Across the nation, key observers are highlighting how and why President Trump’s laughable attempts to blame Democrats for the demise of DACA is falling flat. Moreover, Trump’s decision to end DACA and torpedo every attempt at a bipartisan solution is likely to hurt the GOP in November’s elections.

Below, we excerpt a few key takes:

  • Writing in the Washington Post’s “The Fix,” Amber Phillips outlines the three key reasons that Trump’s attempt to blame Democrats for ending DACA is failing: “The most obvious is that Trump ended DACA….2. Trump hasn’t proved to be a reliable negotiator on dreamers…After waffling for months on whether Trump even wanted a permanent solution for dreamers, his administration took a hard turn to the right and proposed drastic changes to the legal immigration system in exchange for a path to citizenship for millions of qualified dreamers….3. Trump’s rhetoric on immigration doesn’t match what he’s saying now.”

  • Conservative Washington Post columnist Jennifer Rubin argues, “Trump’s incoherence on immigration ought to embarrass his supporters.” Rubin cuts through the spin, “Let’s get real.

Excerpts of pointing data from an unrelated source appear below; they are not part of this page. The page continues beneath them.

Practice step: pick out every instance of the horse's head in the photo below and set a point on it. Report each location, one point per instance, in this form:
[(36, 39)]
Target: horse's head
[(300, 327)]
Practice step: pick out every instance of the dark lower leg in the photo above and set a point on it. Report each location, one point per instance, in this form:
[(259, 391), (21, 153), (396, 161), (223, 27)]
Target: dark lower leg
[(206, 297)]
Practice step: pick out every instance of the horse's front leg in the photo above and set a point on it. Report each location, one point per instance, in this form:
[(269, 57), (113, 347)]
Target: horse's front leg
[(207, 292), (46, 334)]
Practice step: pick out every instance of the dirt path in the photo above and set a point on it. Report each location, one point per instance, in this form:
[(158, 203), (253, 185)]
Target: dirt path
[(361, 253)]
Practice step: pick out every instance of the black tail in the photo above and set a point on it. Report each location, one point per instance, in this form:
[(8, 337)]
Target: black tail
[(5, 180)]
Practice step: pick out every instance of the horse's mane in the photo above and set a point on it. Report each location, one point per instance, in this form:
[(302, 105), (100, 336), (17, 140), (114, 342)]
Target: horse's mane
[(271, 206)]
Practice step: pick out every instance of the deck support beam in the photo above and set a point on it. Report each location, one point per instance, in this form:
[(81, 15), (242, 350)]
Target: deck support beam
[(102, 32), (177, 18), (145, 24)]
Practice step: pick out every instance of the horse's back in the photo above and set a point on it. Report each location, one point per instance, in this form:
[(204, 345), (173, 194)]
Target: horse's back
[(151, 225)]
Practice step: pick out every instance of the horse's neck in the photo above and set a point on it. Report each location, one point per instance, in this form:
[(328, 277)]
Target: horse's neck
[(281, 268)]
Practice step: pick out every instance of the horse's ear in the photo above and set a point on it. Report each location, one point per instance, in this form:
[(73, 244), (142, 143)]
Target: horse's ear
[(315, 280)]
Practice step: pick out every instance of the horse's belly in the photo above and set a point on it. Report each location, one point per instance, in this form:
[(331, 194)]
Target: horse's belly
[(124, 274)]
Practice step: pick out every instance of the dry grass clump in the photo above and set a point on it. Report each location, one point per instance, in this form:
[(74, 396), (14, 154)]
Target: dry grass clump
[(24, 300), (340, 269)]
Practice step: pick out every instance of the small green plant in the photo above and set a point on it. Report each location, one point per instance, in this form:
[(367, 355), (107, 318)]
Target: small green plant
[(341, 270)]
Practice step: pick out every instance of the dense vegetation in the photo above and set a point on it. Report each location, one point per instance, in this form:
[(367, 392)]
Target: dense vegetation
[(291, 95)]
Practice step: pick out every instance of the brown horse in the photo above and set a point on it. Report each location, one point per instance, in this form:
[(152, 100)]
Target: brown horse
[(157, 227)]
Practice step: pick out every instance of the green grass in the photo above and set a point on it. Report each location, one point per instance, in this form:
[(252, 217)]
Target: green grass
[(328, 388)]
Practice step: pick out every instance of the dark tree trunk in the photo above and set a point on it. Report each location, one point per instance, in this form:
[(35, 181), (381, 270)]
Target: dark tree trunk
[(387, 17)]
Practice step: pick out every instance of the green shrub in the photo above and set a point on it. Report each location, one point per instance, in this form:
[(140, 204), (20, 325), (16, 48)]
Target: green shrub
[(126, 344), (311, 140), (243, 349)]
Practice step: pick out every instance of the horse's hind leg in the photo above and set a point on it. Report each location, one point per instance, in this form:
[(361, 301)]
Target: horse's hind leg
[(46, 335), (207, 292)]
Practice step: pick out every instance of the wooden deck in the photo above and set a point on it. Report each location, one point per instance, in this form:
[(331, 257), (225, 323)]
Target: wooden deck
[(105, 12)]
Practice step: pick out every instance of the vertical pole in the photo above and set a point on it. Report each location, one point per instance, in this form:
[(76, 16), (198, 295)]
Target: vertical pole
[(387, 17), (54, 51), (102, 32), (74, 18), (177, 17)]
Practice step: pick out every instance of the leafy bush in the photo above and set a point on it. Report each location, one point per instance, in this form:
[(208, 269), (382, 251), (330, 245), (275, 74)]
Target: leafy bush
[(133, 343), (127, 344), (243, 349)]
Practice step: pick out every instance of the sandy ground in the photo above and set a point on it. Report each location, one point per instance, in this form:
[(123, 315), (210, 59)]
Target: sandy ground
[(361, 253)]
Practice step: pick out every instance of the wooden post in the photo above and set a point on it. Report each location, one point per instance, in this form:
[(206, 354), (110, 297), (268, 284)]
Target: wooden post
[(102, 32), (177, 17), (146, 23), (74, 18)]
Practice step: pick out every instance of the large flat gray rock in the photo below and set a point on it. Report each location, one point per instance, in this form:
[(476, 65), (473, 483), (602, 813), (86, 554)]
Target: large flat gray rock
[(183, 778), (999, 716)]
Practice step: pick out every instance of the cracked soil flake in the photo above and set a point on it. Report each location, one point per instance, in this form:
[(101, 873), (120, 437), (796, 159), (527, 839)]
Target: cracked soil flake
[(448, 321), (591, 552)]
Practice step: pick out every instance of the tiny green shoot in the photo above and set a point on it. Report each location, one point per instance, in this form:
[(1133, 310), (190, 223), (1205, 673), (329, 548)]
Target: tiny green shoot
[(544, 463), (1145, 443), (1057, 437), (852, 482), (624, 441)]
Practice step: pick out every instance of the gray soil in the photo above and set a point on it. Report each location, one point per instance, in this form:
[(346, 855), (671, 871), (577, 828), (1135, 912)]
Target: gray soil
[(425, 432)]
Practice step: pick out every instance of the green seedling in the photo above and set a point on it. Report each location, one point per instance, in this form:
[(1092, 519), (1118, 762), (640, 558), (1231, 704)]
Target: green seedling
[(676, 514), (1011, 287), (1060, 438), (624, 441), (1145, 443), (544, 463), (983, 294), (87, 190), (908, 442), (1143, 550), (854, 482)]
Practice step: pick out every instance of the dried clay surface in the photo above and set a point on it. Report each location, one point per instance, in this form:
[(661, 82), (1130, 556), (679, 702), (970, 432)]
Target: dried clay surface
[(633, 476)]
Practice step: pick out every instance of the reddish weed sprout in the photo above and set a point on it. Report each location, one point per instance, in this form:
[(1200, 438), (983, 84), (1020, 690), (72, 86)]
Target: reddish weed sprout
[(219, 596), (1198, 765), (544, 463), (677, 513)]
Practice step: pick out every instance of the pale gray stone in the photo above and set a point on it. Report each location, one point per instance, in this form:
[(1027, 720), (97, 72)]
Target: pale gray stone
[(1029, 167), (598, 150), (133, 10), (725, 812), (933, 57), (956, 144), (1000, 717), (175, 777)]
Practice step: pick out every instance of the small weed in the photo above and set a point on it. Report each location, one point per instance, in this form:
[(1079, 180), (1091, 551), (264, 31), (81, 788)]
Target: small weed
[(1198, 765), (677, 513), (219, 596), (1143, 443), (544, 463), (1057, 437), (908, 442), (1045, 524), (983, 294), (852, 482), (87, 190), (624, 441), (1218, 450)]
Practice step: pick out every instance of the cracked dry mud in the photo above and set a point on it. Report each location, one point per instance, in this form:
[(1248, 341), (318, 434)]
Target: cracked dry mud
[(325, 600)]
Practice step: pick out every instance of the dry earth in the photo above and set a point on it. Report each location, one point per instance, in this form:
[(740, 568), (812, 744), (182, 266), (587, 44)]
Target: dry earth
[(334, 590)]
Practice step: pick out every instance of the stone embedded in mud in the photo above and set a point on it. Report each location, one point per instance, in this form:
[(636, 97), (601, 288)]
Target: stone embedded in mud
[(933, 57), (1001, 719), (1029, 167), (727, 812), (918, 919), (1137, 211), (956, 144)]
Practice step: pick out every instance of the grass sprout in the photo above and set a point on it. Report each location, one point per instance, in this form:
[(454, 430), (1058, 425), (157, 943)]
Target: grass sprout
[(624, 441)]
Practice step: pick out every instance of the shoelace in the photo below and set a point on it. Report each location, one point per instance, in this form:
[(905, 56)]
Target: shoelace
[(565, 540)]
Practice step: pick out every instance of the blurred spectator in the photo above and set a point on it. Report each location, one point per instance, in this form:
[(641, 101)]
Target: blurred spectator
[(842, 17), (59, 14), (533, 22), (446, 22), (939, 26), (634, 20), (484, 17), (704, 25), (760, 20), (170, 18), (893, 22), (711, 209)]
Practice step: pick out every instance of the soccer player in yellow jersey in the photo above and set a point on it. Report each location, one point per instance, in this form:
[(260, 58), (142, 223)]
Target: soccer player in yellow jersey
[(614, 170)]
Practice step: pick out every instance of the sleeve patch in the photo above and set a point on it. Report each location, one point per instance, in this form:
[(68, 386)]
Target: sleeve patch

Other than a visceral distaste for Hispanic immigrants (and others from “shithole” countries, in Trump’s words) and a need to feed material to the white-grievance racket (e.g. Fox News, Breitbart, FAIR, anti-immigrant bloggers, etc.), Trump doesn’t much care what the current law is or what current conditions exist for immigrants. All he knows is that he blew the deal for the wall and will get blamed for DACA (which he repealed). Trump and his spokesmen should not get a free pass, the presumption of rationality, when the president sounds this uninformed and divorced from reality.”

  • In his latest piece “How Failure of a ‘Dreamer’ Deal May Tip Control of Congress,” Bloomberg’s Sahil Kapur makes the case that Trump and the Republicans’ role in ending DACA and creating Dreamers’ crisis is likely to be a factor in many races this cycle. Kapur quotes Republican pollster Whit Ayres assessing, “It will be most salient in areas with large numbers of DACA kids, like in California and Texas. Beyond that, it’s primary relevance is symbolic. There are vast swaths of the country where there are almost no DACA kids, but they would still like to see our political system function at a minimal level, which it doesn’t seem to be able to do.”

  • And, finally, CNN’s Chris Cillizza deciphers the thrust of Trump’s tweets: “The just-below-the-surface message is this: White people made this country great. Brown people are flooding in. They pose an existential threat to your daily life and what the future holds for your children. If you don’t fight back now, you may lose everything.”